Sur le bien-fondé des accusations dont il est l'objet, sa cause s'est rendue ici jusqu'au plus haut tribunal. Et la Cour suprême du Canada a tranché, établissant «qu'il existe des motifs raisonnables de penser que M. Mugesera a commis un crime contre l'humanité». Unanimement, les juges ont convenu qu'il était en conséquence légitime qu'il soit forcé de répondre de ses actes, qu'il soit déporté et confronté à ses accusateurs.
L'ancien vice-président de la préfecture de Gisenyi aura-t-il droit à un procès juste et équitable dans son pays d'origine? Plusieurs le croient, dont le gouvernement canadien. D'autres s'inquiètent, et c'est légitime. Mais le risque de dérapage semble passablement contrôlé.
Il est entendu que le gouvernement fédéral n'aurait pas autorisé son renvoi si la peine de mort était toujours en vigueur dans le petit pays d'Afrique. Celle-ci a été abolie en 2007.

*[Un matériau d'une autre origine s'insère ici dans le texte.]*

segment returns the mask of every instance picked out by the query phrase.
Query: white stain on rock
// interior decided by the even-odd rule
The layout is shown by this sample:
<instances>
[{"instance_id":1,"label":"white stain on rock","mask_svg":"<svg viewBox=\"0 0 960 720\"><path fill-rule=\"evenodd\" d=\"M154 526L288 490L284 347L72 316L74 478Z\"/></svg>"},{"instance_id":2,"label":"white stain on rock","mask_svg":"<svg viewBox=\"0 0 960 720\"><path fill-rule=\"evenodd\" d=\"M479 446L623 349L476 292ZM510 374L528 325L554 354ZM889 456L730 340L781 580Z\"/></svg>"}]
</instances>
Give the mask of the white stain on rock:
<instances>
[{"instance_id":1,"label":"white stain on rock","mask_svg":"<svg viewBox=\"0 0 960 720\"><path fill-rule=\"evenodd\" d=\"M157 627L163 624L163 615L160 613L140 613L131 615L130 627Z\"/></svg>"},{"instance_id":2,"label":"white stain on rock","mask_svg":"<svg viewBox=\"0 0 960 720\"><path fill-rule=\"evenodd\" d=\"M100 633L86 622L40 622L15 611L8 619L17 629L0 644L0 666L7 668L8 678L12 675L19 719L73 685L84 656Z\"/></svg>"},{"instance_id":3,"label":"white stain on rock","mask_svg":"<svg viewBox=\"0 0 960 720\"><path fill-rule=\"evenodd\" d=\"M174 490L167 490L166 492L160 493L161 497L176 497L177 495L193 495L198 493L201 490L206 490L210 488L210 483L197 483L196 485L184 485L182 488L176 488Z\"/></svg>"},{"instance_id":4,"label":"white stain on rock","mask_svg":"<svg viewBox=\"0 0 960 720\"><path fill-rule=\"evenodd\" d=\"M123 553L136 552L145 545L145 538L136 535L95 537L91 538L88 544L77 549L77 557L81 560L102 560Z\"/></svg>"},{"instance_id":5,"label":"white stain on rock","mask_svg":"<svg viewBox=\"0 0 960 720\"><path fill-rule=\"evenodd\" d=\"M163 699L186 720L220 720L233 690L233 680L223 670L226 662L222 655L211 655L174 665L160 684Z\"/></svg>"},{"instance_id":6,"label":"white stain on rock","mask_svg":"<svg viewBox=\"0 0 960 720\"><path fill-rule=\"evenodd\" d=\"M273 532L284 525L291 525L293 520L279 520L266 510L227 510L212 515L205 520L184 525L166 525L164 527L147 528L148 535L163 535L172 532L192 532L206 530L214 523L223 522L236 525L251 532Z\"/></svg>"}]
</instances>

Pour ce qui est des risques de torture, les rapports des grandes organisations internationales sont plutôt rassurants sur ce plan également. Le Haut commissariat des Nations unies pour les réfugiés a ainsi reconnu que le Rwanda était maintenant devenu un pays sûr pour un retour de ses ressortissants qui l'avaient fui jadis.

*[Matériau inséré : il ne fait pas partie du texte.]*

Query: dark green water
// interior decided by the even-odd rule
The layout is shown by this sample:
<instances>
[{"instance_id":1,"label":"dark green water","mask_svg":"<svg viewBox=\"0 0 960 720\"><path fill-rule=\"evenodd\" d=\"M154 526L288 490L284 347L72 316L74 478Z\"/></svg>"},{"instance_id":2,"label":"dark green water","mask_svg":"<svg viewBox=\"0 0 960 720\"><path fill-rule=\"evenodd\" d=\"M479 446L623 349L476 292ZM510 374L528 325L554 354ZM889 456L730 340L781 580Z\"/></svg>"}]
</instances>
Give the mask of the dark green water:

Quant au système de justice rwandais qui, il faut le reconnaître, a connu ses écarts, il a été remis sur pied au cours des dernières années grâce au soutien d'organismes sans but lucratif comme Avocats sans frontières. Il a regagné sa crédibilité. Assez d'ailleurs pour que l'Organisation des Nations unies lui confie des criminels de guerre du Sierra Leone.
Il est évident que le massacre en 1994 de 800 000 personnes, en grande majorité des Tutsis, n'est pas une tragédie qui est disparue comme par enchantement de la mémoire collective rwandaise. Le procès de M. Mugesera aura forcément une charge émotive, comme c'est aussi le cas ici lorsque des gens sont accusés de crimes sordides qui font vivement réagir la population.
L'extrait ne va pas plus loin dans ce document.